I have a novel coming out
and you're a huge influence on it, which is true.
Not as good as his books by any measure,
but I was reading a lot of his books when I wrote it.
And he was so gracious.
He wrote, in my book,
Good luck with the novel.
A few months later, he blurbed it.
Damn.
Why would he do that?
A kind guy.
Anyway, he came here straight from the airport.
He flew out for TCA.
He was a little tired.
You might hear a little bit in his voice,
but he was so game to talk about this with us.
We love him.
We love the show.
We love the fact that he has the keys
to the car on the show in a way he didn't before.
He was always, you know, a lieutenant helping David Simon.
This is all.
They're partners in this.
But there's a lot more of him in the show.
A lot of Richard Price, a lot of David Simon, a lot of George Pelicanos.
And I'll tell you what, when we started this podcast, you know, I think we, you and I,
like, you're always going to have like an attachment to what you're doing at a certain
point in beginnings.
But Andy and I started this podcast at the very beginning of Downton Abbey.
So you could say the Golden Age of Television.
For sure.
No, we were, when we started this podcast, Breaking Bad was still on.
Madman was still on.
I think The Pranus just ended.
Downabby was beginning.
There was just like...
Downabby was beginning.
No, but I just mean like, it was a very exciting time in television.
We talked a lot about Downabby in that first episode.
Oh.
This show, the deuce, takes me back to that time.
Yeah.
This tapestry of characters, this like, I don't know what the next scene is going to be.
So much of television now is so formulaic.
So much of it is...
I don't know.
I know that there's parts of this show that you feel like you might be familiar with,
but the depth of knowledge about the subject matter,
the depth of empathy for the characters.
Every character, every single character.
From pimps to hustlers to cops.
Just everybody.
There's not a single archetype in this show.
There's just empathy.
You don't always need to reinvent the wheel
because you know what wheels do?
They roll.
There you go, man.
Let's talk to George Pelicanos.
Let's bounce.
So we're extremely excited to be joined by one of,
I can say our favorite writers,
a person who we've talked about many times
and now we've summoned him like Beetlejuice
here into the room with us,
George Pelicanos, welcome.
Thank you.
Reading your books for almost as long as you and I have been friends, right?
Yes.
Yeah.
So almost the last 20 years, yeah.
We've been tearing through them together every time.
And we're very excited to have you here to talk about the Deuce, the new show on HBO
premiering.
Help me out, September 10th.
September 10th.
But when we're putting this pot up, we're recording in July, we're going to put this pot up at the end of August
because the premiere episode will be available to HBO subscribers on go and now.

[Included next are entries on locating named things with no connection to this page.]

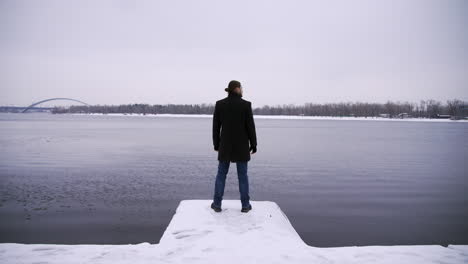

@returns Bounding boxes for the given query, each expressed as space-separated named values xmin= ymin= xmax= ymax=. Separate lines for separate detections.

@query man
xmin=211 ymin=80 xmax=257 ymax=213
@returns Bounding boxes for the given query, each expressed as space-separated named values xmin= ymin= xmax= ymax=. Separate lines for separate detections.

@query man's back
xmin=213 ymin=93 xmax=257 ymax=162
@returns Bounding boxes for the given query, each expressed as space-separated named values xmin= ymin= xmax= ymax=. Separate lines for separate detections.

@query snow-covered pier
xmin=0 ymin=200 xmax=468 ymax=264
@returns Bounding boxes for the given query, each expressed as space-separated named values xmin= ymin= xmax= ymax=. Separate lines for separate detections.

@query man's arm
xmin=246 ymin=102 xmax=257 ymax=150
xmin=213 ymin=102 xmax=221 ymax=150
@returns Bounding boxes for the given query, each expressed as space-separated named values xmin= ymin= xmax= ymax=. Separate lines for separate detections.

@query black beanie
xmin=224 ymin=80 xmax=241 ymax=92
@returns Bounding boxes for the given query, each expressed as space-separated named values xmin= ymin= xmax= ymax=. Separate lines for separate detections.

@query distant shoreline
xmin=61 ymin=113 xmax=468 ymax=122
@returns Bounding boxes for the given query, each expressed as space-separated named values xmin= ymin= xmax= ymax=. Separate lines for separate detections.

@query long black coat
xmin=213 ymin=93 xmax=257 ymax=162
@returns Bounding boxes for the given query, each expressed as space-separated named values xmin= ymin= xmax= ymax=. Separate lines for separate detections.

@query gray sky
xmin=0 ymin=0 xmax=468 ymax=107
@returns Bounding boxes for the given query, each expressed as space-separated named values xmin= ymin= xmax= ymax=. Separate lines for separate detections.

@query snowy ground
xmin=0 ymin=200 xmax=468 ymax=264
xmin=71 ymin=113 xmax=468 ymax=122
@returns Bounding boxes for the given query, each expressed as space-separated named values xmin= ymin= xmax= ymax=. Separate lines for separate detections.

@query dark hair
xmin=224 ymin=80 xmax=241 ymax=92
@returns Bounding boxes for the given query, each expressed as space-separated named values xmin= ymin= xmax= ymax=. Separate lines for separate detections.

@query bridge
xmin=21 ymin=97 xmax=89 ymax=113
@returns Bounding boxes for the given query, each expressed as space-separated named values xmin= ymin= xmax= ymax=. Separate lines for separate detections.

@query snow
xmin=70 ymin=113 xmax=468 ymax=122
xmin=0 ymin=200 xmax=468 ymax=264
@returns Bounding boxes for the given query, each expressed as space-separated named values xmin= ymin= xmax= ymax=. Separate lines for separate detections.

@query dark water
xmin=0 ymin=113 xmax=468 ymax=247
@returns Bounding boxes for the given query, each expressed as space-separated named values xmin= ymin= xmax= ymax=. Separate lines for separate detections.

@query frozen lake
xmin=0 ymin=113 xmax=468 ymax=247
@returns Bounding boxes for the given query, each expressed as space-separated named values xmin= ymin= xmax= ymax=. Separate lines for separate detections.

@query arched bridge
xmin=22 ymin=98 xmax=89 ymax=113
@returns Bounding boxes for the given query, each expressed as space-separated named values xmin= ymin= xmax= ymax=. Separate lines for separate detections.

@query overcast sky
xmin=0 ymin=0 xmax=468 ymax=107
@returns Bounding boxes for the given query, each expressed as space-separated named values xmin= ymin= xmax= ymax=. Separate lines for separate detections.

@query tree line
xmin=52 ymin=99 xmax=468 ymax=118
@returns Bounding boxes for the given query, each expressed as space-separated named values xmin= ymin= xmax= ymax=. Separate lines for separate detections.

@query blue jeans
xmin=213 ymin=161 xmax=250 ymax=208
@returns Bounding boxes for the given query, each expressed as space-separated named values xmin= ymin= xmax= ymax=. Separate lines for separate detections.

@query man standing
xmin=211 ymin=80 xmax=257 ymax=213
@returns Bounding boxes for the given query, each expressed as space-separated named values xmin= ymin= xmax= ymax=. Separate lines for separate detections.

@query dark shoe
xmin=211 ymin=203 xmax=221 ymax=213
xmin=241 ymin=204 xmax=252 ymax=213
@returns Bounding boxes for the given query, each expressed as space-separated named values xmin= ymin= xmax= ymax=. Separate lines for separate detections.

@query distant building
xmin=397 ymin=113 xmax=412 ymax=118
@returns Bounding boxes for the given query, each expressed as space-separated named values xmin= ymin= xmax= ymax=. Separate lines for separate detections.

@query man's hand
xmin=249 ymin=146 xmax=257 ymax=154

and potentially on demand.
Yeah, and August.
I don't know the exact date.
So this is a show about Times Square in the 1970s
that you created with David Simon,
who you worked with on The Wire and Trame.
Right.
I guess the first question is probably an obvious one
you're going to have to answer a lot.
You're a D.C. guy.
Your books are D.C.
Baltimore, just up 95 a little bit,
but now you've taken the car even further up the road to New York.
How's that feel?
It's sort of fun to go to these places and kind of get out of the car and walk around and figure out what's going on.
It's not that different than what I do at home.
And that's what I did in New Orleans.
I'd never been there.
But I kind of fell in love with it as soon as I got there.
In a lot of ways, it was similar to Washington.
This is the first period thing I've done.
Right.
Which is different still.
It's hard enough to figure New York out in the present and then to go back.
And, you know, but we worked on this for a long time.
I mean, this has been three or four years now.
I think you alluded to it.
You were nice enough to come on a podcast with me about five years ago.
Yeah.
And I think you alluded to a project you were working on, which this may have been it.
Yeah, we were talking about it.
And so we've had a lot of time to research.
and we used consultants in sort of every aspect of this.
So we had former porn stars and porn directors, police, feminists, activists, all these people that were there in the maelstrom, you know, and we picked their brains.
But it's a responsibility to a lot of people remember Times Square in the 70s, you know what I mean?
So you're not going to pull the wall over anybody's eyes.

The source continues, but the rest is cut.